Especialistas chineses de mais de 40 universidades desenvolveram uma rede entre cidades que pode transmitir dados a uma velocidade de 1,2 terabyte por segundo.

O denominado plano de Infraestrutura de Tecnologia de Internet do Futuro da China (FITI, na sigla em inglês), começou em julho.

Na segunda-feira (13), foi lançado oficialmente em uma coletiva de imprensa na Universidade de Tsinghua, depois de funcionar de maneira confiável e passar por todos os testes operacionais.

A rede, entre as cidades de Pequim, no norte, Wuhan, no centro, e Guangzhou, no sul de Guangdong, é composta por aproximadamente 3 mil quilômetros de cabos de fibra óptica, segundo o jornal South China Morning Post.

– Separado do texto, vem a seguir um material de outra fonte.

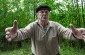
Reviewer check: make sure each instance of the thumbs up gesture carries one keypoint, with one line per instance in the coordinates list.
(79, 33)
(11, 32)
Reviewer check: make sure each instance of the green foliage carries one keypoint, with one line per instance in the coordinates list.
(23, 11)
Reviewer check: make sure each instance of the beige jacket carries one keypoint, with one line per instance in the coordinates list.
(45, 41)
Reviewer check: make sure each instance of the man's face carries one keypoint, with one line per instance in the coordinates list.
(43, 15)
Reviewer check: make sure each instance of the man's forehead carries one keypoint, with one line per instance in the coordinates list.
(43, 10)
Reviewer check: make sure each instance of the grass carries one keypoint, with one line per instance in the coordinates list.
(26, 50)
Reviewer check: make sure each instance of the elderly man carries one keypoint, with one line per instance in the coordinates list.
(44, 34)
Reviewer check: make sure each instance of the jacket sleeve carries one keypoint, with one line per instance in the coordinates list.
(24, 33)
(65, 32)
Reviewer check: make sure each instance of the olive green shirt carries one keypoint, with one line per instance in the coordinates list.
(45, 41)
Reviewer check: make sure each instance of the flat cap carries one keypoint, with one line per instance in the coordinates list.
(43, 7)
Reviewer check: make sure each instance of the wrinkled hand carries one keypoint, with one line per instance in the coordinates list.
(79, 33)
(11, 32)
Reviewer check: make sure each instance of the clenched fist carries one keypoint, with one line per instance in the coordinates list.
(11, 32)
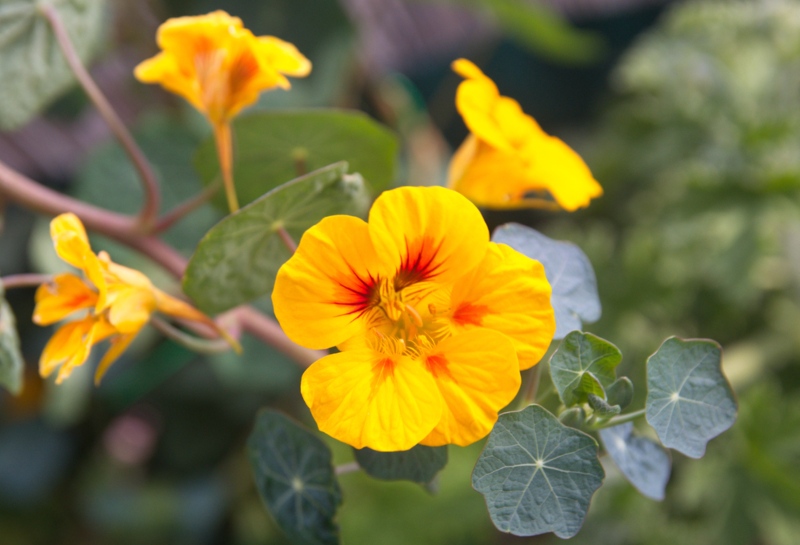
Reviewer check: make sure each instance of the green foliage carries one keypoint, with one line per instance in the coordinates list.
(574, 298)
(295, 478)
(419, 464)
(583, 365)
(274, 147)
(11, 363)
(34, 71)
(645, 463)
(689, 401)
(239, 257)
(537, 475)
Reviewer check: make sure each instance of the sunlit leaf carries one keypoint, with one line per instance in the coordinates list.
(276, 146)
(644, 463)
(32, 67)
(419, 464)
(295, 478)
(11, 363)
(689, 400)
(568, 270)
(537, 475)
(239, 257)
(583, 364)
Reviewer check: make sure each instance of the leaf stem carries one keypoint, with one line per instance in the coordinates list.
(224, 141)
(24, 280)
(152, 195)
(620, 419)
(349, 467)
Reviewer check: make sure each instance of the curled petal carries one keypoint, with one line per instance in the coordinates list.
(477, 374)
(368, 399)
(427, 234)
(508, 292)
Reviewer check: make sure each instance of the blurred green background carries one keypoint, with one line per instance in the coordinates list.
(687, 114)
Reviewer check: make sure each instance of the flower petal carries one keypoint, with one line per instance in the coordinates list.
(327, 285)
(477, 374)
(508, 292)
(368, 399)
(57, 299)
(427, 234)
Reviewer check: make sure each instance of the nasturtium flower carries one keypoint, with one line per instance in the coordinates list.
(218, 65)
(117, 302)
(433, 321)
(508, 161)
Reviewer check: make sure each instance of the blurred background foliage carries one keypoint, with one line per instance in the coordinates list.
(686, 113)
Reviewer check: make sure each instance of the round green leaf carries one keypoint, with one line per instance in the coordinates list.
(274, 147)
(583, 364)
(689, 400)
(32, 67)
(239, 257)
(419, 464)
(537, 475)
(568, 270)
(11, 362)
(644, 463)
(295, 477)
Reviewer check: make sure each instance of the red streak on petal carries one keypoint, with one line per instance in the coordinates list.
(469, 314)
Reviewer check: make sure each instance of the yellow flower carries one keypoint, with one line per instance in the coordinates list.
(118, 302)
(508, 161)
(218, 65)
(432, 320)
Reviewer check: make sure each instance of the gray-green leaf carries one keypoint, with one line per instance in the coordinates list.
(644, 463)
(295, 478)
(11, 363)
(239, 257)
(568, 270)
(537, 475)
(689, 400)
(275, 147)
(583, 364)
(33, 70)
(419, 464)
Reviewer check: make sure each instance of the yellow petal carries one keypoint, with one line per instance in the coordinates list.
(477, 374)
(427, 234)
(324, 289)
(119, 344)
(509, 293)
(367, 399)
(57, 299)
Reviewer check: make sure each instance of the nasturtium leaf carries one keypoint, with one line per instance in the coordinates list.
(32, 67)
(277, 146)
(689, 400)
(583, 364)
(239, 257)
(419, 464)
(601, 407)
(644, 462)
(620, 392)
(11, 363)
(295, 477)
(568, 270)
(537, 475)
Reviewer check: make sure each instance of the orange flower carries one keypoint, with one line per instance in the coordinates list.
(118, 302)
(218, 65)
(433, 321)
(508, 160)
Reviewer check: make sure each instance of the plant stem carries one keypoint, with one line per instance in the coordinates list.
(152, 195)
(224, 140)
(24, 280)
(349, 467)
(190, 205)
(620, 419)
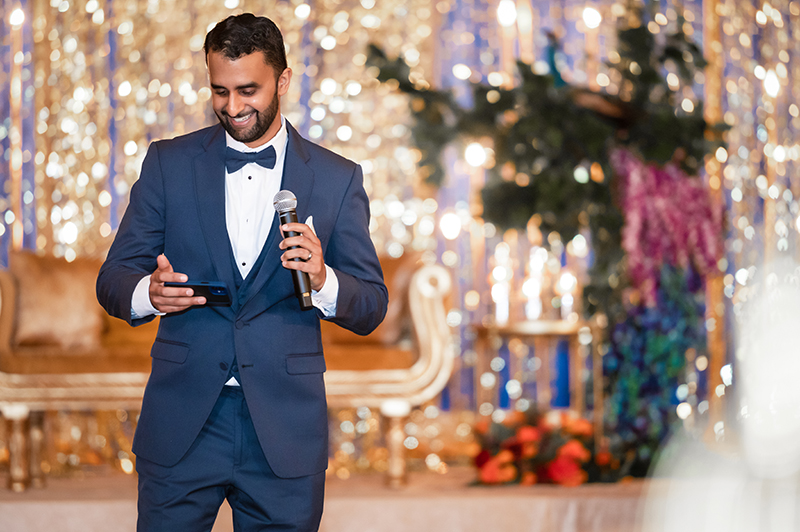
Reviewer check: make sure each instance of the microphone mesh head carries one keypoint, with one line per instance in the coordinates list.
(284, 201)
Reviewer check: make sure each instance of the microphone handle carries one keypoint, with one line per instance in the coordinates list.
(302, 284)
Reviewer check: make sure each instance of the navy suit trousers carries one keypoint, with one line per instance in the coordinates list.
(226, 462)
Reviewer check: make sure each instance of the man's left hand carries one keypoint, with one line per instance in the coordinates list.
(308, 249)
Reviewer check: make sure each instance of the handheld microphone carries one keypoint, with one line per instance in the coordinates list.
(285, 204)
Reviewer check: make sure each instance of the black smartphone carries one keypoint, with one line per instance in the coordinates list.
(215, 292)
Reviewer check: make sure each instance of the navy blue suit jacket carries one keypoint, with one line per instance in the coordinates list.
(177, 207)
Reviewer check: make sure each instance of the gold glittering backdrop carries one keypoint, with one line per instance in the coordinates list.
(86, 85)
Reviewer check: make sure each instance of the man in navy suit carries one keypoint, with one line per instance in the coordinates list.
(235, 405)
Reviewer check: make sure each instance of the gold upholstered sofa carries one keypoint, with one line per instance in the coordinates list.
(59, 350)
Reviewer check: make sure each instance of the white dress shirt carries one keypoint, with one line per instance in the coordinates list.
(248, 216)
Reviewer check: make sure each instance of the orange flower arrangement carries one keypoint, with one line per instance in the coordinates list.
(533, 449)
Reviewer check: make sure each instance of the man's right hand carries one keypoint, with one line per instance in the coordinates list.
(171, 299)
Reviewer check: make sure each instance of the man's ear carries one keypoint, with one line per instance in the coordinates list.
(284, 80)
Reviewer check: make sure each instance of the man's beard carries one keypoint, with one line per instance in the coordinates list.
(263, 121)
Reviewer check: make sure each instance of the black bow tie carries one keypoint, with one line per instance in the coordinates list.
(235, 160)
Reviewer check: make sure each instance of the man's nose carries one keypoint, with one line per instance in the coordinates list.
(235, 105)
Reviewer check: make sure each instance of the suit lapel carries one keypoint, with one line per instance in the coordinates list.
(299, 178)
(209, 172)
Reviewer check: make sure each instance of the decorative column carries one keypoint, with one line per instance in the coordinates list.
(715, 298)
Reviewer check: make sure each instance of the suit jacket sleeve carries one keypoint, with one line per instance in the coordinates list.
(362, 301)
(139, 241)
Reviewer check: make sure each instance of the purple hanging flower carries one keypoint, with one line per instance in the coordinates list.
(669, 219)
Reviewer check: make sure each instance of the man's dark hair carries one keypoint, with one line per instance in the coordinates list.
(244, 34)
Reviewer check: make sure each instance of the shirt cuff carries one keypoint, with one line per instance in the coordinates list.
(141, 307)
(325, 300)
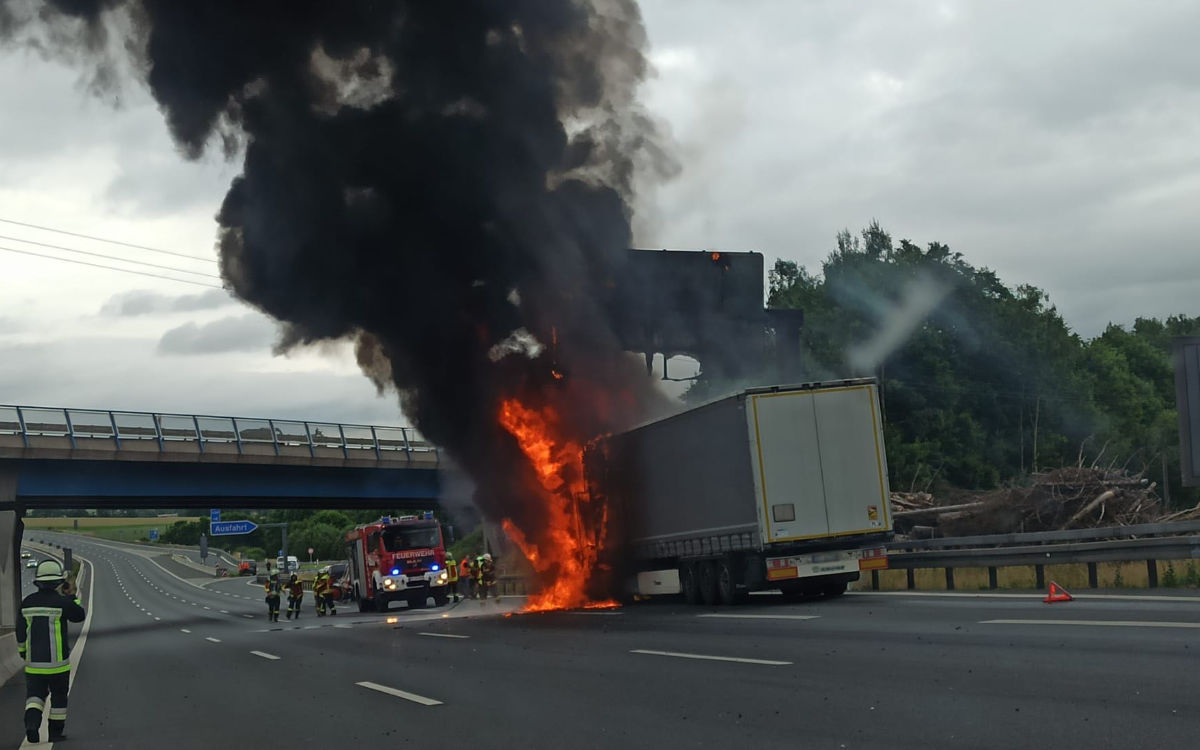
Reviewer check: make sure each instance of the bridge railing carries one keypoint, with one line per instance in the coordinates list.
(149, 431)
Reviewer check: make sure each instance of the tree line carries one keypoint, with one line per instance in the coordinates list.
(983, 383)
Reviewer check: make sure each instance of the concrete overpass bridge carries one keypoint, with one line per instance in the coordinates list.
(67, 459)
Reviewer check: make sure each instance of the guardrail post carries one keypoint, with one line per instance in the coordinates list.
(66, 418)
(24, 439)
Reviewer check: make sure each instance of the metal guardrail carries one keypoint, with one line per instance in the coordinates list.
(240, 435)
(1146, 543)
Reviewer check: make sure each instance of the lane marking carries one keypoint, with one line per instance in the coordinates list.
(400, 694)
(709, 658)
(762, 616)
(990, 595)
(1102, 623)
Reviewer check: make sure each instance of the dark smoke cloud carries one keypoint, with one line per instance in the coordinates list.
(427, 178)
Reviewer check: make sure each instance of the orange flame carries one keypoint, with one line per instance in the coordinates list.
(569, 549)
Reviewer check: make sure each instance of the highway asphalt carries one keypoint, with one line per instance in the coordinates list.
(171, 664)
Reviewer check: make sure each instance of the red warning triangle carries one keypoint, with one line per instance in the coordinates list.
(1057, 593)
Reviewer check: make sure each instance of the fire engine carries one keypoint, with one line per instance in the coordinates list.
(397, 558)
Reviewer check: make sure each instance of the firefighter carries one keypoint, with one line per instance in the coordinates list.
(467, 573)
(453, 581)
(486, 577)
(43, 645)
(273, 598)
(319, 585)
(323, 591)
(295, 595)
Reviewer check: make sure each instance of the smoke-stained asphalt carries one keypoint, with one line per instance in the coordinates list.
(171, 664)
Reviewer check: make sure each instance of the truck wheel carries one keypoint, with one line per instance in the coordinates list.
(726, 583)
(689, 583)
(707, 575)
(833, 589)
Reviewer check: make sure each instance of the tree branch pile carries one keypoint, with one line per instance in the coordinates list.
(1067, 498)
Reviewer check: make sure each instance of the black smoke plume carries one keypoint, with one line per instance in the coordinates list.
(447, 183)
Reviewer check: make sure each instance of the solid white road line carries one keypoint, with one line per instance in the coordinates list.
(762, 616)
(400, 694)
(1102, 623)
(709, 658)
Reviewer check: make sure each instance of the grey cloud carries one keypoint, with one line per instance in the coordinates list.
(250, 333)
(143, 301)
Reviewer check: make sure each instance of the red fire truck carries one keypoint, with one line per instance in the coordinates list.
(397, 558)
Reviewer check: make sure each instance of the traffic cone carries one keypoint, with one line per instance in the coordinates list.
(1057, 593)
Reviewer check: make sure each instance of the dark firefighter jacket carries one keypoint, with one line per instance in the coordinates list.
(42, 630)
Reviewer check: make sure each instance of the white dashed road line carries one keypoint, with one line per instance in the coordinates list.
(1101, 623)
(709, 658)
(762, 616)
(400, 694)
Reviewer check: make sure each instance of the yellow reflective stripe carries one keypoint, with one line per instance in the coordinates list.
(65, 667)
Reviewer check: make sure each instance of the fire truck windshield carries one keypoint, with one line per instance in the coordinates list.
(411, 538)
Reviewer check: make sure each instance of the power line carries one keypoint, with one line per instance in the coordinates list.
(100, 239)
(107, 257)
(111, 268)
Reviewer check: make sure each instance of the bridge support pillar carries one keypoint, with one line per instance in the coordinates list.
(11, 528)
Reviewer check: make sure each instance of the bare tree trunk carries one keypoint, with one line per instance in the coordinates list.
(1037, 417)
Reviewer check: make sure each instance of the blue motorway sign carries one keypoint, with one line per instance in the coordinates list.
(227, 528)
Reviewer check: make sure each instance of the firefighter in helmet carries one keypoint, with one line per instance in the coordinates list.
(486, 576)
(273, 588)
(295, 595)
(453, 580)
(42, 642)
(467, 574)
(323, 591)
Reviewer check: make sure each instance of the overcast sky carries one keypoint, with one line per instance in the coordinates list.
(1054, 142)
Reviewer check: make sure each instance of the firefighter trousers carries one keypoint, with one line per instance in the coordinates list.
(37, 687)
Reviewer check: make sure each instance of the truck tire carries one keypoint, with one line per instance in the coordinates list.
(833, 589)
(689, 582)
(727, 582)
(707, 576)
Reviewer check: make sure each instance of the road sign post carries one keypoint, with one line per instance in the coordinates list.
(231, 528)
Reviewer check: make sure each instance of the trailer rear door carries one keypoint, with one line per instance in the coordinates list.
(820, 463)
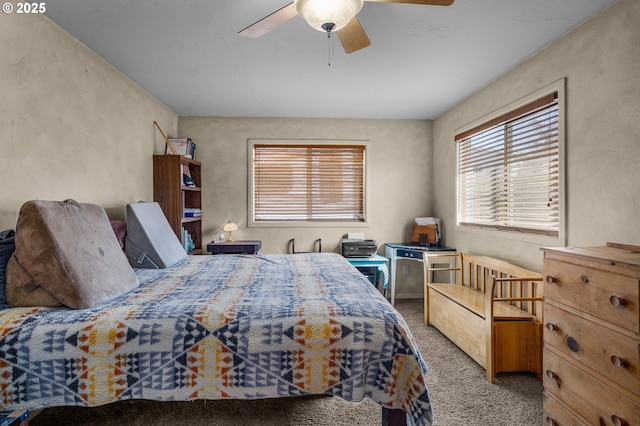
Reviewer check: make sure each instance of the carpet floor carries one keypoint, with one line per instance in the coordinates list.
(459, 392)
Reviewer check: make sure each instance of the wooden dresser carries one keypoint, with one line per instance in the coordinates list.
(591, 362)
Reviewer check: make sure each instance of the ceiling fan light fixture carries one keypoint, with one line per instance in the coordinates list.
(319, 13)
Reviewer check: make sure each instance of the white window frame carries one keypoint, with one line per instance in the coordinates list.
(560, 239)
(305, 224)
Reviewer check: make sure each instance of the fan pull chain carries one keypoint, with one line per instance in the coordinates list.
(328, 27)
(329, 50)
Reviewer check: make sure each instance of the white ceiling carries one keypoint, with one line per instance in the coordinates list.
(422, 59)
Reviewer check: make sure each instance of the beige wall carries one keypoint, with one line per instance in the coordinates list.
(399, 174)
(71, 126)
(601, 63)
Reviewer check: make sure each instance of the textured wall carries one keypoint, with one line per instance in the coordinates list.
(399, 173)
(601, 63)
(399, 178)
(71, 125)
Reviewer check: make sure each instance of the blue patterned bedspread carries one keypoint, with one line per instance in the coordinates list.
(216, 327)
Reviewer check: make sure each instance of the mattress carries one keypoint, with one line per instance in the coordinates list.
(219, 327)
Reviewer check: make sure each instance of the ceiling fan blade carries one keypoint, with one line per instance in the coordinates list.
(425, 2)
(353, 37)
(269, 22)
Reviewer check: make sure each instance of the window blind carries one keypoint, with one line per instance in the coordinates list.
(508, 171)
(302, 182)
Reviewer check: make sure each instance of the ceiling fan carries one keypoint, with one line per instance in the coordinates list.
(329, 16)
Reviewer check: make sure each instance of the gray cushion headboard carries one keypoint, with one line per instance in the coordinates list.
(66, 253)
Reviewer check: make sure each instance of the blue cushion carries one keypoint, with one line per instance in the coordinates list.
(7, 247)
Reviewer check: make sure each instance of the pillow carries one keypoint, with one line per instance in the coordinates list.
(7, 247)
(428, 233)
(66, 253)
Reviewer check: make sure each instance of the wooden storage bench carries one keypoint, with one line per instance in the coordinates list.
(491, 309)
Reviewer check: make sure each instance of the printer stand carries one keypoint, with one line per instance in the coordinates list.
(379, 264)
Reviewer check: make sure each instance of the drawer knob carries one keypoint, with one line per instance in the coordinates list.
(618, 362)
(617, 421)
(616, 301)
(573, 344)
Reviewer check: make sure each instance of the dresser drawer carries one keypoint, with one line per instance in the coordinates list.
(556, 414)
(612, 354)
(597, 403)
(611, 297)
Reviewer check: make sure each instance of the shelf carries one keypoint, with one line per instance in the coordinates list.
(173, 196)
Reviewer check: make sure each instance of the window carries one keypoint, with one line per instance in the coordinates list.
(307, 182)
(509, 175)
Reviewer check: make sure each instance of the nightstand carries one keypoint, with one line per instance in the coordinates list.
(235, 247)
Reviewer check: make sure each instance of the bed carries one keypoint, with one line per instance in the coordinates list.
(218, 327)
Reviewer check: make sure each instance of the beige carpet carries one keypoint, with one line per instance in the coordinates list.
(459, 392)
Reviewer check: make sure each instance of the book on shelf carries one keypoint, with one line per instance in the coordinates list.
(187, 241)
(183, 146)
(192, 212)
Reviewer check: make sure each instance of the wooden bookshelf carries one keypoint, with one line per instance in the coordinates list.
(173, 196)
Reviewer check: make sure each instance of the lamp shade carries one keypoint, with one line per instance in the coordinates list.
(320, 12)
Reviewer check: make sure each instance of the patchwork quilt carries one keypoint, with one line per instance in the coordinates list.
(216, 327)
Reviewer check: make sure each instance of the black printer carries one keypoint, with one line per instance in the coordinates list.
(358, 248)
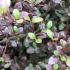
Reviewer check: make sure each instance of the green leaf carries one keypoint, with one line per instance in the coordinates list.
(31, 35)
(16, 14)
(39, 40)
(55, 66)
(56, 53)
(36, 19)
(49, 24)
(49, 33)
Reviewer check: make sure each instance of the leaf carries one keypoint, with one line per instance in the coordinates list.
(39, 40)
(31, 35)
(16, 14)
(55, 66)
(49, 24)
(49, 33)
(36, 19)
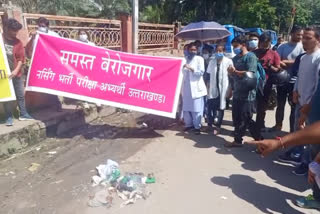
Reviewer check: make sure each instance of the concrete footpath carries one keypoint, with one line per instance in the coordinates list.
(48, 123)
(194, 174)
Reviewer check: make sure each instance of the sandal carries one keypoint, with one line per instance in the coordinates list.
(308, 202)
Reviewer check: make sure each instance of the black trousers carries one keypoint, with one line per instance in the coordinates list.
(242, 112)
(214, 112)
(262, 105)
(283, 93)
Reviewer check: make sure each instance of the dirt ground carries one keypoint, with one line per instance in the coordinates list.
(194, 174)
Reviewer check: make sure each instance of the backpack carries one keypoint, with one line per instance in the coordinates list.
(261, 76)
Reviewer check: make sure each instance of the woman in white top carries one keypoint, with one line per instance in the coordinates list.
(194, 90)
(218, 86)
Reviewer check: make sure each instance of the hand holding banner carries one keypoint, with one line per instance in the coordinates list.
(6, 87)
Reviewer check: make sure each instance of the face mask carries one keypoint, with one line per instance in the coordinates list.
(199, 49)
(191, 55)
(219, 55)
(205, 56)
(253, 44)
(43, 29)
(237, 51)
(83, 37)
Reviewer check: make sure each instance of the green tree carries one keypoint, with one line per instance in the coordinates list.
(254, 13)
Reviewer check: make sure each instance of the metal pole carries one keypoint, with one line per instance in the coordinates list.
(135, 28)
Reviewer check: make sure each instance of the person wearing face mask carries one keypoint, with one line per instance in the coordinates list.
(206, 54)
(193, 90)
(218, 86)
(245, 63)
(199, 45)
(16, 59)
(253, 41)
(288, 53)
(43, 27)
(270, 61)
(83, 37)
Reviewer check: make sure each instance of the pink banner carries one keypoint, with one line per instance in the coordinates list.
(77, 70)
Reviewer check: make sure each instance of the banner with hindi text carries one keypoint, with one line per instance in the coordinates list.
(77, 70)
(6, 88)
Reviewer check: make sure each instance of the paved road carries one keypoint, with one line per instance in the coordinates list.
(195, 174)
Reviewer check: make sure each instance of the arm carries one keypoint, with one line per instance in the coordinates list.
(294, 139)
(210, 67)
(15, 72)
(288, 62)
(199, 71)
(19, 55)
(30, 45)
(276, 66)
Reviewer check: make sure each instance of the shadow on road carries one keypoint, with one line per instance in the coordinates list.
(281, 174)
(266, 199)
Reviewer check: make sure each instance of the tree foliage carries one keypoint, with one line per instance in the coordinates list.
(271, 14)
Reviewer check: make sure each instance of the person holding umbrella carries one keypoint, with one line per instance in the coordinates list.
(218, 86)
(193, 90)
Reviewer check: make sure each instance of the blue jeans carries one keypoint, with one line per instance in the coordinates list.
(19, 90)
(298, 151)
(314, 116)
(192, 119)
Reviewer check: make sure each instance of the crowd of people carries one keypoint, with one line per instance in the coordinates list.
(211, 79)
(17, 54)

Wu Jianping, da Academia Chinesa de Engenharia e líder do projeto FITI, explicou que a rede de alta velocidade “não foi apenas uma operação bem-sucedida”, como também oferece à China “tecnologia avançada para construir uma Internet ainda mais rápida”.

Por sua vez, Wang Lei, vice-presidente da Huawei Technologies, observou que a rede é capaz de transferir dados equivalentes a 150 filmes em alta definição em apenas um segundo.

A nova rede chinesa demonstra a soberania e independência tecnológica do país frente aos concorrentes, como EUA e Japão.